Why the change? It may be because there are more pharmacists today than there are pharmacy jobs.
“Ten year ago, there was a shortage of pharmacists,” Bertram said. “Now that we have so many pharmacy schools popping up there are too many pharmacists.”
Job satisfaction is also slipping. In 2008, 9% of respondents said that they were extremely satisfied with their current position, 31% very satisfied, and 41% satisfied, a total of 81%. In 2017, those numbers decreased. (See Figure 3).
On the unhappy side, 17 % of respondents said they were somewhat dissatisfied in 2008 and 2% were extremely dissatisfied. In 2017, 17.4% were somewhat dissatisfied and 7.5% extremely dissatisfied.

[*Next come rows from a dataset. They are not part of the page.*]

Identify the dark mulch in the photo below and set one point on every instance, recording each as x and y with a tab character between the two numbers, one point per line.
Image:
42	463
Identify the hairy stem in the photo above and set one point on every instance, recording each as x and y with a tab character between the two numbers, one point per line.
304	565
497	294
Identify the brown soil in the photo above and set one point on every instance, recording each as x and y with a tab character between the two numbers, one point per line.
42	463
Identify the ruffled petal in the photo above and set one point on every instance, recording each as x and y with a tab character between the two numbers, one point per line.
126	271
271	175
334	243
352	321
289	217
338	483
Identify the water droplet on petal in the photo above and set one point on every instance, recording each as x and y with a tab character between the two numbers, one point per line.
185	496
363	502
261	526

This may be due to the number of new pharmacists as well. “Before the pharmacy school boom, the pressure was from pharmacists on employers,” Gossett said. “We were almost completely autonomous and we made our own decisions. But with the expansion of pharmacy schools flooding the market with new pharmacists, corporate has the upper hand. We have to come into line with every demand or they find a replacement. There are a lot of underemployed and unemployed pharmacists out there.”
The sources of job stress haven’t changed over the years. Back in 2008, 60% of respondents said their job-related stress level was up, almost identical to the 60.3% who reported increased job stress in 2017.
What’s pushing blood pressure higher? Figure 5 shows the most commonly cited reasons.
Increased technology support was a stressor for a third of pharmacists in 2008, but didn’t even make the list this year. Stressors four, five, and six for 2017 were negative workplace environment, lack of training and continuing education, and the catch-all category, “other.”
In “other,” respondents cited many problem areas, including poor management, company red tape, insurers and PBMs, new software, age discrimination, staffing cuts, DEA regulations, enforcing narcotic use restrictions, electronic medical records and electronic medication administration records, pressure to sell more immunizations, reductions in work hours, increases in work hours, and more.
“Stress is a matter of how you deal with the challenges that are presented to you,” said Phil Burgess, RPh, DPh, principal of Phil Burgess Consulting, former Operations Director for Walgreens, and member of the Illinois State Board of Pharmacy.
“Challenges and pressures are part of the job. They always have been. How you deal with those challenges and pressures that come at you is what produces stress or not.”
Creating a good support staff is key to reducing stress. Training technicians and letting them do their job can go a long way to easing pressures on the pharmacist, Burgess added. Some pharmacy schools do a good job of training pharmacists to train and guide their support staff, but some pharmacists have to learn it on the job.
“If the pharmacist is hanging on the phone trying to find out why a copay didn’t go through, the pharmacist has a problem,” he said. “One of the techs should be doing that, not the pharmacist. The pharmacist can be the one who has to explain the problem to the patient, but calling to get the information is a technician function. It’s all about training your support personnel and letting them work to the top of their function so you can be a better pharmacist.”